The option is available in the following conditions:
- Company registered and to be setup on or after 1 October 2019
- Commence the company production on or before 31 March 2023
- Company should not be made up by the split-up or reconstruction of an existing business
- Plant and machinery should not have been previously used in by any other person in India i.e. total investment < 20%
- Plant and machinery purchased should be new and not imported into India.
- The Company should not be connected in any business other than business of production or manufacturing of any product or thing and research in relation to, or distribution of such product or thing manufactured.
- No deduction shall be available to the company under the following cases:
Sec10AA – Profits earned by unit in special economic zone (SEZ)
Sec 32(1) (iia) – Additional depreciation deduction @ 20%
Sec 32AC and 32AD – Investment allowance given to backward states for investment in new plant and machinery
Sec 33AB – Development allowance for Tea, coffee and rubber
Sec 33ABA – Site restoration fund
Sec 35(1) (ii), (iia), (iii) & Sec 35(2AA), (2AB) – Scientific research expenditure
Sec 35AD – Enhanced deduction on capital expenditure for specified business
Sec 35CCC – Agriculture extension project expenditure
Sec 35CCD – Expenditure incurred on skill development project
Part C of Chapter VIA deduction other than Sec 80JJAA
- Set off any loss carried forward from previous years shall be not allowed if such loss is attributable to any of the above deduction.
- Depreciation deduction shall be computed in the manner as will be prescribed. Till such time, the depreciation rate prescribed in Appendix-1 shall continue to be applicable.
- MAT under section 115JB, on book profits shall not be applicable.

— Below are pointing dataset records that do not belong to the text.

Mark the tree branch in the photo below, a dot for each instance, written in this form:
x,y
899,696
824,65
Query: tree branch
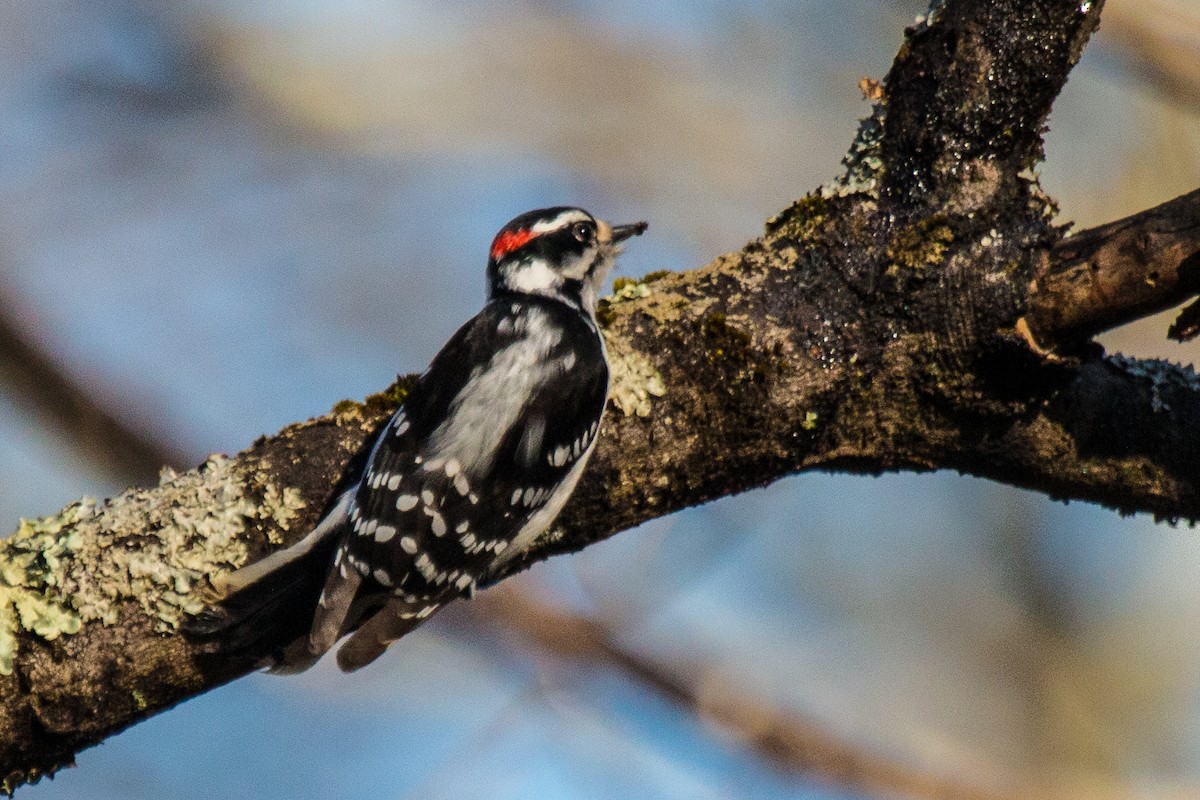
x,y
1119,272
871,328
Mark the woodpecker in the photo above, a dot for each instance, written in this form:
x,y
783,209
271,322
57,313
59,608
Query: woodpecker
x,y
467,474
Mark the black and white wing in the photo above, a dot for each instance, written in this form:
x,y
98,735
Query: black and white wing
x,y
475,465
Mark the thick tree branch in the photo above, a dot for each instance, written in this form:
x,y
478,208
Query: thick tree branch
x,y
873,328
1117,272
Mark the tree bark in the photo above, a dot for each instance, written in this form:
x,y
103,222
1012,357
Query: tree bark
x,y
921,313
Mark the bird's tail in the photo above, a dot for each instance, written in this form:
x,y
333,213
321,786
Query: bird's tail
x,y
265,609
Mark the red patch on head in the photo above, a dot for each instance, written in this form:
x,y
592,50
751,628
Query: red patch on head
x,y
509,240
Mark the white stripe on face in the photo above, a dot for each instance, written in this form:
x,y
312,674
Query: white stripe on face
x,y
563,220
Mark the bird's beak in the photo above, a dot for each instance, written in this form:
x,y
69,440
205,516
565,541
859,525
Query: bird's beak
x,y
621,233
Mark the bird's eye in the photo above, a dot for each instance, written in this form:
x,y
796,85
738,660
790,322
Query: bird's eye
x,y
585,232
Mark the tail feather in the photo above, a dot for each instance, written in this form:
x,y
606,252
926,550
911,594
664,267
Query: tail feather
x,y
390,623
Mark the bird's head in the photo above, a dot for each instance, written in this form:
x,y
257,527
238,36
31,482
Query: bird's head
x,y
562,253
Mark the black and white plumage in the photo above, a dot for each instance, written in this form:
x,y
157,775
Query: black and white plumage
x,y
468,473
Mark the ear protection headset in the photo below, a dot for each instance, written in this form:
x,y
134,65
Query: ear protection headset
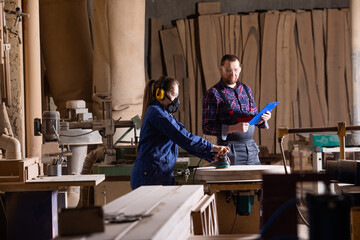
x,y
160,92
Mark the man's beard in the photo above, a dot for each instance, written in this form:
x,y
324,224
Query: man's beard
x,y
229,81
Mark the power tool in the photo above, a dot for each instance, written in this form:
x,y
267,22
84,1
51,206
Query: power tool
x,y
223,162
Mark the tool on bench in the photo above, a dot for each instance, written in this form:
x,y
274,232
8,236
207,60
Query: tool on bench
x,y
223,161
122,218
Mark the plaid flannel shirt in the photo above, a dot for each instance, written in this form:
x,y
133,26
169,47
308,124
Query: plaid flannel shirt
x,y
215,111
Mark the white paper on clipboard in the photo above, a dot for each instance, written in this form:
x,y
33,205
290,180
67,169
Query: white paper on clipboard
x,y
268,107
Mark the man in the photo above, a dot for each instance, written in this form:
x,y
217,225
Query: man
x,y
227,108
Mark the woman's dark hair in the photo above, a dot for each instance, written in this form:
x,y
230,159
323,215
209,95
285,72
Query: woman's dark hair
x,y
150,90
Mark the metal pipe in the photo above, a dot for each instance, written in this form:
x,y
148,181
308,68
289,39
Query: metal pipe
x,y
355,55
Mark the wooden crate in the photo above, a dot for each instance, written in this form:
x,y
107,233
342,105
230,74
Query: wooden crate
x,y
19,170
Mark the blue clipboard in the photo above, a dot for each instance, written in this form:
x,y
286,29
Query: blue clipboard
x,y
268,107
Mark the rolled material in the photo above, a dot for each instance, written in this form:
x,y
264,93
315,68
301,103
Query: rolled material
x,y
67,50
119,50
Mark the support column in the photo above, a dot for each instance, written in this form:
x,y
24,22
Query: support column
x,y
32,76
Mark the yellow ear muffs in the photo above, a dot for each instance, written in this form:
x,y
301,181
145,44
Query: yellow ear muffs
x,y
160,94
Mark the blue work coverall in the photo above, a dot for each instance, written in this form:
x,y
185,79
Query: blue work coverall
x,y
160,136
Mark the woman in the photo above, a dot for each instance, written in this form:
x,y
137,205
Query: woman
x,y
161,134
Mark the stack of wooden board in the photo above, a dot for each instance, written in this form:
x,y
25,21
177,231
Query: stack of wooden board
x,y
237,173
170,207
300,58
204,217
19,170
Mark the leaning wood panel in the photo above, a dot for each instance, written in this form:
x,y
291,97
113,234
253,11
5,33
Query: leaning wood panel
x,y
232,33
191,73
283,83
306,46
318,31
238,38
335,65
155,63
171,46
251,56
218,24
208,46
180,24
268,76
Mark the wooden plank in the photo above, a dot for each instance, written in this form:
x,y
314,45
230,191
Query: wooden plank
x,y
172,209
250,72
45,182
155,63
171,46
251,55
218,24
186,105
141,201
208,8
268,76
335,66
208,46
236,173
227,34
180,24
294,79
180,73
232,33
348,62
318,31
307,56
191,73
238,36
283,84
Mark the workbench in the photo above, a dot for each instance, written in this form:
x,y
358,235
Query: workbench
x,y
32,208
244,180
170,207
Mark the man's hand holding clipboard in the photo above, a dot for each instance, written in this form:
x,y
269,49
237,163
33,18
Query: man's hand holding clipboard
x,y
262,115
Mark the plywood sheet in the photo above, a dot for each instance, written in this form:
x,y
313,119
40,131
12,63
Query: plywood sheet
x,y
335,66
348,62
208,7
171,45
251,55
307,56
191,72
319,47
268,76
235,173
283,76
208,50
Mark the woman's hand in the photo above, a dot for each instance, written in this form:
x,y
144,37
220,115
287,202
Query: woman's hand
x,y
239,127
220,150
265,117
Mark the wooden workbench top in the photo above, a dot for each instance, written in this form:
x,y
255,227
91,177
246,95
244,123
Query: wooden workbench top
x,y
170,207
236,173
45,182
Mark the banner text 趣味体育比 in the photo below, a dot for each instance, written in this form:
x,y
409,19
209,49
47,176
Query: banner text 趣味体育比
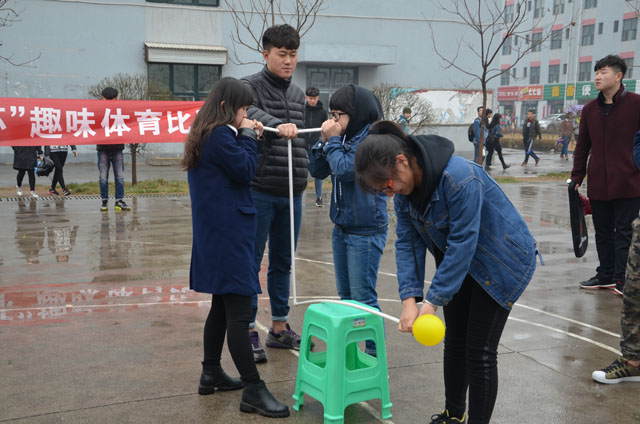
x,y
46,122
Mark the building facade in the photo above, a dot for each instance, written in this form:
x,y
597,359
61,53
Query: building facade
x,y
558,72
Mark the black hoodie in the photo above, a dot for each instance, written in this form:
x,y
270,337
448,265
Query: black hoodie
x,y
432,153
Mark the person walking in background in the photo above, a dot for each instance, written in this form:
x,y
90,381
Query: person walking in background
x,y
220,157
58,155
314,115
493,142
566,131
404,119
25,160
111,155
608,126
530,130
360,218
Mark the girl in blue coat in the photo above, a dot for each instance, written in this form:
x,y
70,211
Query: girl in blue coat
x,y
220,157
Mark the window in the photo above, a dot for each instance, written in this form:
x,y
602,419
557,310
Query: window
x,y
534,75
536,41
588,35
629,62
556,39
329,79
584,72
558,7
508,14
538,10
554,73
506,46
504,78
629,29
186,82
189,2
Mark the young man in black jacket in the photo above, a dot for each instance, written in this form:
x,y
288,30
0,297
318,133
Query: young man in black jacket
x,y
277,103
314,115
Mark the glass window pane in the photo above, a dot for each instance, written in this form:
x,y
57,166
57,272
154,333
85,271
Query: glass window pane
x,y
183,78
159,73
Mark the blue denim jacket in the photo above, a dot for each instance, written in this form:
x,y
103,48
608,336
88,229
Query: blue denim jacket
x,y
478,229
353,210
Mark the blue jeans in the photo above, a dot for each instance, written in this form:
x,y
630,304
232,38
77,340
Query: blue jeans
x,y
356,260
318,183
105,159
274,224
565,145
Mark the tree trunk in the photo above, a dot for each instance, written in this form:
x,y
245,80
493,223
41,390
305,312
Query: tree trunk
x,y
134,175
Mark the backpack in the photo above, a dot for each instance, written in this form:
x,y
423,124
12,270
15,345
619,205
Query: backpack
x,y
470,134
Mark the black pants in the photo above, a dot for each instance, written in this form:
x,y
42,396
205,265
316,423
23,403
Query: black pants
x,y
612,221
491,147
58,158
32,178
474,326
230,315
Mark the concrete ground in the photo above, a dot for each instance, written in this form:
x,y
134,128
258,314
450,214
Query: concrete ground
x,y
97,323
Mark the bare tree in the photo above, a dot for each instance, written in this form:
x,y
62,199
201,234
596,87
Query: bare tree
x,y
251,20
8,17
493,26
132,87
394,98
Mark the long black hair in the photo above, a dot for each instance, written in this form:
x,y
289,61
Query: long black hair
x,y
215,113
376,154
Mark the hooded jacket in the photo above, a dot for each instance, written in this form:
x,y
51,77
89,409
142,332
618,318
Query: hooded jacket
x,y
352,210
277,101
604,151
467,223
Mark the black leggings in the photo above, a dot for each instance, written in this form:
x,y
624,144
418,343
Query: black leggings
x,y
58,158
230,314
32,178
474,325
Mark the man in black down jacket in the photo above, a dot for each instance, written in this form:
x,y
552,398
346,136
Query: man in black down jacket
x,y
277,103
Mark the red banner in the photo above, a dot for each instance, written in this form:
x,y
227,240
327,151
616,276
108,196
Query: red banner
x,y
47,122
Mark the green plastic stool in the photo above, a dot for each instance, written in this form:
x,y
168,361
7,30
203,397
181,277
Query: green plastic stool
x,y
343,374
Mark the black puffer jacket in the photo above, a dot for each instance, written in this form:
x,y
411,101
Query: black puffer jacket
x,y
277,101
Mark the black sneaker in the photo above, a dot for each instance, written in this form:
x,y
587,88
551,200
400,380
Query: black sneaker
x,y
121,206
444,418
619,289
596,283
259,355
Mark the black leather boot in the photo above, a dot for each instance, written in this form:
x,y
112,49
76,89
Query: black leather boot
x,y
214,378
257,398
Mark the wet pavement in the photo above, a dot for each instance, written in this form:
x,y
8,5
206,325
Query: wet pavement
x,y
97,323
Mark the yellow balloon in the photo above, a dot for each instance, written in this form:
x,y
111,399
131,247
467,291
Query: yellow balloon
x,y
428,330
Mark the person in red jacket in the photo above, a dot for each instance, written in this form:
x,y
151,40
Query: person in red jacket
x,y
607,129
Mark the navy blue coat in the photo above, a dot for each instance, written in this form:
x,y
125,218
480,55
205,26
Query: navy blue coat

- MAT credit available to the company under Sec 115JAA shall continue to be applicable for utilization and set-off.
- Company shall be exercised this option before the due date of furnishing the first ITR(Income Tax Return) under section 139(1) of the Act.
- If any company has exercised the option for any particular year then there is no right to further withdrawn the same for the same year or any other assessment year.
- Not eligible to take concessional rate of tax regime.
- No condition or limitation for turnover, type of business, nature of activity or date of incorporation.
- Only domestic companies has right to choose this section, i.e. all companies formed and registered in India. Foreign companies’ branches or permanent establishments are not eligible.
- Transactions between the company and associated enterprises shall be subjected to DTPP (Domestic Transfer Pricing Provisions).